Frank Black’s music is always annoying somebody.

When an artist makes Surfer Rosa and Teenager of the Year and Black Letter Days in a fourteen-year span, they might leave a few fans figuratively stranded at a few train stations. Not everyone follows.

Today, the brief Frank Black and the Catholics period (1998-2003) is well-loved among the deep-diggers. A new vinyl box set of their six formal studio albums is out and the reappraisals are glowing.

Twenty years ago though, when, for all that anyone knew, Black might make Catholics records forever, some people were over it after three albums. They weren’t into this classic rock sound. Maybe they were tired of the broken-heart songs. Others resented that the guy who launched his solo career with expansive studio visions not long ago was now hooked on recording everything live in the studio to 2-track tape like it’s 1963.

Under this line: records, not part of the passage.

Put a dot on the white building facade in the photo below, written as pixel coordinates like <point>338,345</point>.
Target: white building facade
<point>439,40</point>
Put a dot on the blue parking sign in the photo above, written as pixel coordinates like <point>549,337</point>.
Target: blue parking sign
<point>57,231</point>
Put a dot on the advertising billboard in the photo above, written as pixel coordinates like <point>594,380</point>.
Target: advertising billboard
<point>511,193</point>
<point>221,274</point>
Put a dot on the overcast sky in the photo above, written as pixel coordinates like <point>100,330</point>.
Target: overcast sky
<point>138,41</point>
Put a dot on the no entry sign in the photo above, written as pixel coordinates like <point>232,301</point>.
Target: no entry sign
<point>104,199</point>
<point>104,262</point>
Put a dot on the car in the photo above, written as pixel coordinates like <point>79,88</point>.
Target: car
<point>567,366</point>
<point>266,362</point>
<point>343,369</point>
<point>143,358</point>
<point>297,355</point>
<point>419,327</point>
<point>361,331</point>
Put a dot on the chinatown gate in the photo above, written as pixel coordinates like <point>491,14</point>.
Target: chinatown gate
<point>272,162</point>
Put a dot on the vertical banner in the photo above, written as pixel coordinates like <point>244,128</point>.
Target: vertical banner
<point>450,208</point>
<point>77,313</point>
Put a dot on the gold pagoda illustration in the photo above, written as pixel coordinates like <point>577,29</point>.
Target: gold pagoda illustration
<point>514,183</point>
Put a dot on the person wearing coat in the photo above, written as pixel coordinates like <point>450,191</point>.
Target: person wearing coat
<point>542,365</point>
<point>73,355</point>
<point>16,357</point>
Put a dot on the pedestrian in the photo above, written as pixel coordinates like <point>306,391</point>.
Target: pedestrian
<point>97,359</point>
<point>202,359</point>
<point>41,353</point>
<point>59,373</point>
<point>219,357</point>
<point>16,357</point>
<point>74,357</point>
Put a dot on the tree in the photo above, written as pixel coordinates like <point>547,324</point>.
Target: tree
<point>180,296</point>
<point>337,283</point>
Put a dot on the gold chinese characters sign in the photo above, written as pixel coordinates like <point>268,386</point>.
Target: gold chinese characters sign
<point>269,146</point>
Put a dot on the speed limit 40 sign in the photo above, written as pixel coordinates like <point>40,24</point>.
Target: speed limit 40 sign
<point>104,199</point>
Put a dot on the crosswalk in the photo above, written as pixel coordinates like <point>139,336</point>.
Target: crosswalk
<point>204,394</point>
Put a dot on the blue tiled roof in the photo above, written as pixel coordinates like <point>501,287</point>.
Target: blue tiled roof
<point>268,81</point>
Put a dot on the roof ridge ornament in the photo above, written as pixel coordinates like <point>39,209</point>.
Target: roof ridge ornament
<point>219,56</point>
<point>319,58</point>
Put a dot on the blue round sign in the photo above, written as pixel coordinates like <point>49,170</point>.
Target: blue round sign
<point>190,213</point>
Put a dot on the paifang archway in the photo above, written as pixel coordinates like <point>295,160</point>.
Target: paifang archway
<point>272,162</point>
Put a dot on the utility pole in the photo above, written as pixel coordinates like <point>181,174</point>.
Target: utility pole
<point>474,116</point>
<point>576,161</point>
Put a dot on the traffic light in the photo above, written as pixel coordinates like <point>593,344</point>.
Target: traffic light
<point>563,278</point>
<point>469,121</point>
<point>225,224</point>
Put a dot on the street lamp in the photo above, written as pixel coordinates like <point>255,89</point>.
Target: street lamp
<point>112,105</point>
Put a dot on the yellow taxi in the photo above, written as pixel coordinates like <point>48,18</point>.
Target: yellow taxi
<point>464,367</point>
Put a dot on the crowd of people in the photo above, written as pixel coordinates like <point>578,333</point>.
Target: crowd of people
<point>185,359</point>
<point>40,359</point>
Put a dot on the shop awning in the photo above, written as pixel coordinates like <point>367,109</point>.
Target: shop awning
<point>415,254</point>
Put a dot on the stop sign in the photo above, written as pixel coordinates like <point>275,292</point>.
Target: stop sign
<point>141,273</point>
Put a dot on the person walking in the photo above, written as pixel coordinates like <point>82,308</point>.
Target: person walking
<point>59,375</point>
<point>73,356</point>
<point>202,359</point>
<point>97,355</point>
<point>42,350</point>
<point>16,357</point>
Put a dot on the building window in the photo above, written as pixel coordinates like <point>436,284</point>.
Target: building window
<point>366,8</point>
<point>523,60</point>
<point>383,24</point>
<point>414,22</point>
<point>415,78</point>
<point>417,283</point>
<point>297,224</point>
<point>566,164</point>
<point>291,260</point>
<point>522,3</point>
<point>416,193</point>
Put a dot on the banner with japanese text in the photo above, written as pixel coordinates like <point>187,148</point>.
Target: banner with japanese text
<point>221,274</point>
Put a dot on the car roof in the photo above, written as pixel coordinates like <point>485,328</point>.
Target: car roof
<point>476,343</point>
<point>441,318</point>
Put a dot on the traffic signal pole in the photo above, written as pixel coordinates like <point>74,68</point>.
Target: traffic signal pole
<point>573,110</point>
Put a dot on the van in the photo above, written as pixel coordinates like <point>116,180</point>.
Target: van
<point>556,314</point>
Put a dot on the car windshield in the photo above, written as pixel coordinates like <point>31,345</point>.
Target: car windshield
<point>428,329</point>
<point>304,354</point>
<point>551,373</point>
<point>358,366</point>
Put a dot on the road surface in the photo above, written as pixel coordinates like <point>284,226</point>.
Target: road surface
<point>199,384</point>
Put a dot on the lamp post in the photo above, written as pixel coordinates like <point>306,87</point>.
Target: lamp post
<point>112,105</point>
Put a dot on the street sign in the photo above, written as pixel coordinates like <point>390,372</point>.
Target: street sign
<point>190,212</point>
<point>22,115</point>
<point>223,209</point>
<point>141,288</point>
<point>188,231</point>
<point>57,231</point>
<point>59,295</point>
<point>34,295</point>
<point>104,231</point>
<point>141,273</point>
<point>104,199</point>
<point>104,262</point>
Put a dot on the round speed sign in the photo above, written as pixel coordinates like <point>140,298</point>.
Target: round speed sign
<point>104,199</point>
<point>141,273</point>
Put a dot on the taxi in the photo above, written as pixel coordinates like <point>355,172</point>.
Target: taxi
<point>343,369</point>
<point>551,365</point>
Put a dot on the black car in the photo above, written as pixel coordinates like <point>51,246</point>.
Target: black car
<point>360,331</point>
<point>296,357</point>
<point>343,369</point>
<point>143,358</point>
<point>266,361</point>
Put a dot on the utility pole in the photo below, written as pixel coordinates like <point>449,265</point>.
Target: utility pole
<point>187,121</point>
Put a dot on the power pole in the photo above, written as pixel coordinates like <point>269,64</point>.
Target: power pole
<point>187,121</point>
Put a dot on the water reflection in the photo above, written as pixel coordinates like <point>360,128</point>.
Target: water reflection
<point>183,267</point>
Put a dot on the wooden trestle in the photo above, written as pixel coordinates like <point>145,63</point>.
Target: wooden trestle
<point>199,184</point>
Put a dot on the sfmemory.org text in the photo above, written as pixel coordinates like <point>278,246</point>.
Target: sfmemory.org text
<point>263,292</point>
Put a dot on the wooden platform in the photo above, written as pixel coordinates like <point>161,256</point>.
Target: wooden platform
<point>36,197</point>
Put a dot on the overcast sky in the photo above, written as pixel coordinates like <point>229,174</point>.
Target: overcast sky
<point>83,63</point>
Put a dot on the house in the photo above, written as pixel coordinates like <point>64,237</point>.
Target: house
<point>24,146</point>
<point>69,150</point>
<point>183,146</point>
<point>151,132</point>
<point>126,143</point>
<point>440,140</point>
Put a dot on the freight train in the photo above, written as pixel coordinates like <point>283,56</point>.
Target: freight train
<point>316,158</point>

On the flipside though, plenty of us enjoyed it. For me, Black was my mutant Bob Dylan. The songs were stunners, but I also got engrossed in how he was building a body of work that would someday look like a bottomless well, full of phases and stages that sometimes conflict and that people argue over.

In 2002, Black and the Catholics moved at the pace of a band signed to Elektra/Asylum in 1975. A new album (or two) each year nearly. Then a lot of long road trips. They sounded like a classic rock band ready to launch their own Rolling Thunder Revue, yet they also had the discipline of a great 80s punk band who take a blue collar approach to the work. They’re ambitious, but not in a way that has anything to do with breaking big in the mainstream. They’re not even thinking about that. It’s more about honing a vision.

After four years of getting better at it, the eighteen-track lost highway of Black Letter Days sounds like what naturally emerges.